我还能看几次满月?有风经过,树叶竟能发出汹涌海涛般的声音。悉尼公园里常见的大叶榕树,大多种植于20世纪初,已经长得风风火火。看过一本博物的书,记住一个句子:动物占据空间,而植物记录时间。大叶榕树粗壮的板根、树冠上茂密枝叶都结满了时间。那巨树,像是城市里一件随风演奏的乐器,随性地为我们演奏一曲,而我们只能放慢脚步听树。
音乐,不就是时间的艺术吗?没有时间也就无法构成这即兴的乐章,同时它竟然也有一种让我们忘记时间的魔力,把冷冰冰的时间幻化成一种更永恒的东西,藏在某处,不会随时想起,但未曾遗忘。
因为有这些树,悉尼是一座好听的城市。
我还能看几次这样的大树,听几次这样的树曲?刚好正在读坂本龙一的《我还能再看到几次满月》,这是他在生命尽头留下的所思所想,更重要的是行动。当被告知生命的额度,他还一直做着喜欢的音乐,为东京神宫外苑因开发而将被砍伐的树木请命,甚至给自己的葬礼挑选合适的曲目。一切都会灰飞烟灭,还需要燃烧吗?

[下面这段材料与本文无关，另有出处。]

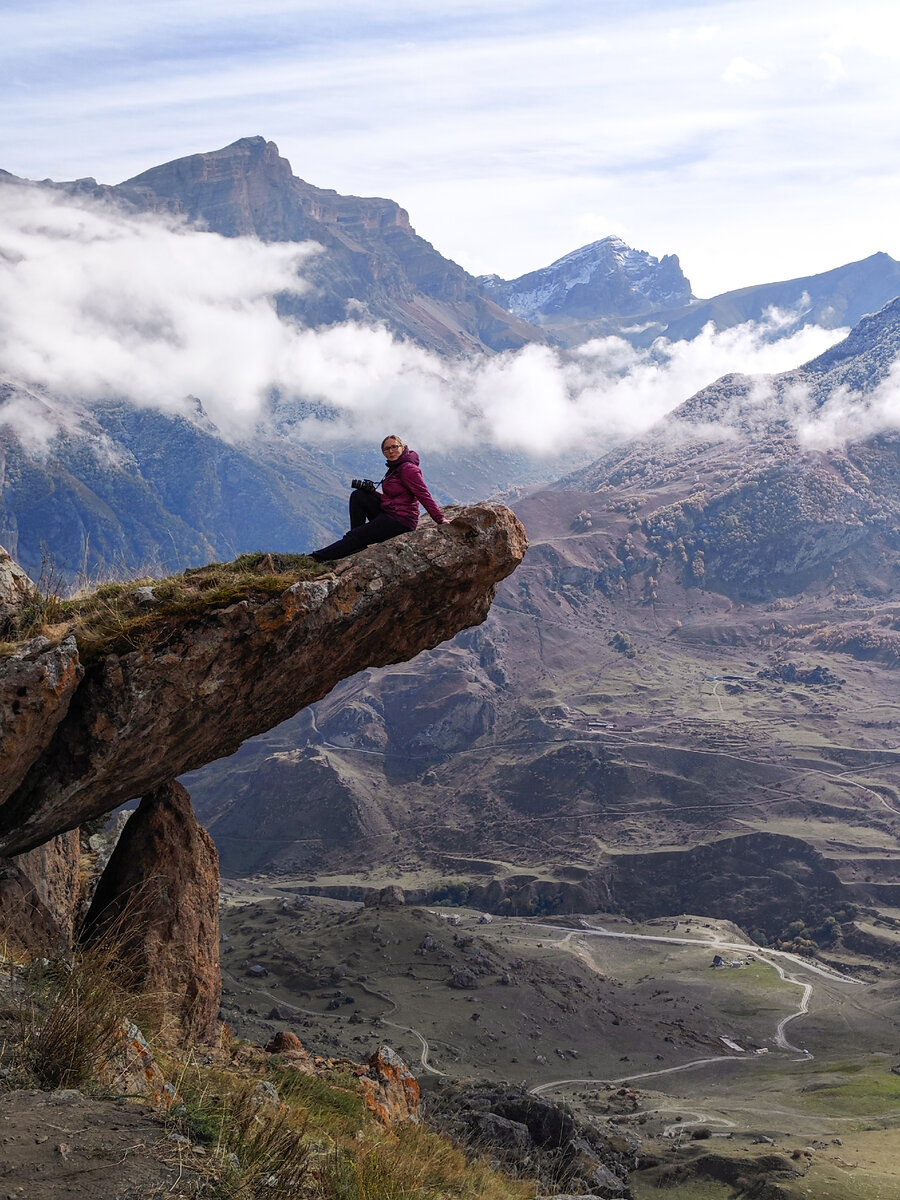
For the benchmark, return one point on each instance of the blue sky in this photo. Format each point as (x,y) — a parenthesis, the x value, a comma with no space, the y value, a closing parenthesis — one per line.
(755,139)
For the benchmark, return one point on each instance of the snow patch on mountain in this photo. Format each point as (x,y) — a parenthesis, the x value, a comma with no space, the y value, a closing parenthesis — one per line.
(607,276)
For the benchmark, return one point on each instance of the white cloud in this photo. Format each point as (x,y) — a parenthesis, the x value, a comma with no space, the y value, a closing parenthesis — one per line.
(741,70)
(499,125)
(847,417)
(95,304)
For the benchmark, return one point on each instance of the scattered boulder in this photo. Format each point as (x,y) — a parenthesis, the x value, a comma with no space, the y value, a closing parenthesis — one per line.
(16,589)
(389,1089)
(533,1135)
(385,898)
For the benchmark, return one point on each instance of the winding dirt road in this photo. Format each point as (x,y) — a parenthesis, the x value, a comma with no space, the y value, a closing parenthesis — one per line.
(775,959)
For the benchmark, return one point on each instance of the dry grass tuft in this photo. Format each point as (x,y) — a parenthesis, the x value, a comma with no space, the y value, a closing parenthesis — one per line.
(73,1009)
(118,617)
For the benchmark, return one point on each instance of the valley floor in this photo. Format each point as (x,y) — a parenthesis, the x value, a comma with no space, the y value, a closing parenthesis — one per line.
(631,1024)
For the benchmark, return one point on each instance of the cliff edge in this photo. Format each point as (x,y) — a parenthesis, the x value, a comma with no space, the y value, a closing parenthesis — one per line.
(78,738)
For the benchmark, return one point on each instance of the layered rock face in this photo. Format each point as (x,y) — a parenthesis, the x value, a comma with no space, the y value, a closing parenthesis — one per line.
(161,892)
(373,265)
(139,719)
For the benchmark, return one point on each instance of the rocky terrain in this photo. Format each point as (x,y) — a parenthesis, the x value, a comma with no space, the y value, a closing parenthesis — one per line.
(606,279)
(607,288)
(93,717)
(375,268)
(683,701)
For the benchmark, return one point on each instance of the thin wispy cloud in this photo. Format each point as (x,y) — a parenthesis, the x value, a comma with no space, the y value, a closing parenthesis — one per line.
(753,138)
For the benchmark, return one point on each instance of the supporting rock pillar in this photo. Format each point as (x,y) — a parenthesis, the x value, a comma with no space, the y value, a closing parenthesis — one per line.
(161,888)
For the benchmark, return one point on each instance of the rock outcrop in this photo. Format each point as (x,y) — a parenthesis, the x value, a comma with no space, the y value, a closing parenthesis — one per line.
(16,587)
(161,893)
(389,1089)
(139,719)
(37,682)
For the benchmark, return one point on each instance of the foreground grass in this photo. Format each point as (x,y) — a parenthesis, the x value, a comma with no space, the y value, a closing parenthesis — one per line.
(319,1141)
(247,1125)
(145,612)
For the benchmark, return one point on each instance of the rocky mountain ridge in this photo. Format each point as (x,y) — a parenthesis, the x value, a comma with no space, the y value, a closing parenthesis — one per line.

“死是必然会降临的节日”“人是为了活着本身而活着”,知道如何迎接死亡,就应该知道如何活。有个假设性的问题,我们都试图回答过:如果你只有三天时间,你会做什么?或许认认真真地为这个问题给出答案,你就能找到方向。
那么多年的旅行,遇到那么多美好的瞬间,听到一些话,它们的出现就算不是独一无二的,也正如坂本龙一患病时常想起的,由他所配乐的电影《遮蔽的天空》里的一段话:因为不知死何时将至,我们仍将生命视为无穷无尽、取之不竭的源泉。然而,一生所遇之事也许就只发生那么几次。曾经左右过我们人生的童年回忆浮现在心头的时刻还能有多少次呢?也许还能有四五次。目睹满月升起的时刻又还能有多少次呢?或许最多还能有二十次。但人们总是深信这些机会将无穷无尽。
在印度山区里迷路,当地人告诉我,跟着我,不要怕;在快餐店门口,因为朋友和一陌生人打了招呼,他就送我们几个从妹妹家里采的鳄梨;在斐济,天朗气清的晚上,只要你抬头,就能看见一抹银河,像高级料理摆盘上的厨师随意地一刷;如果正好有一轮明月,让你也看见了,想起了大学时最喜欢的唐诗《春江花月夜》:“江畔何人初见月,江月何年初照人?”当人们由风景中看见了时间,是否知道一切皆有时?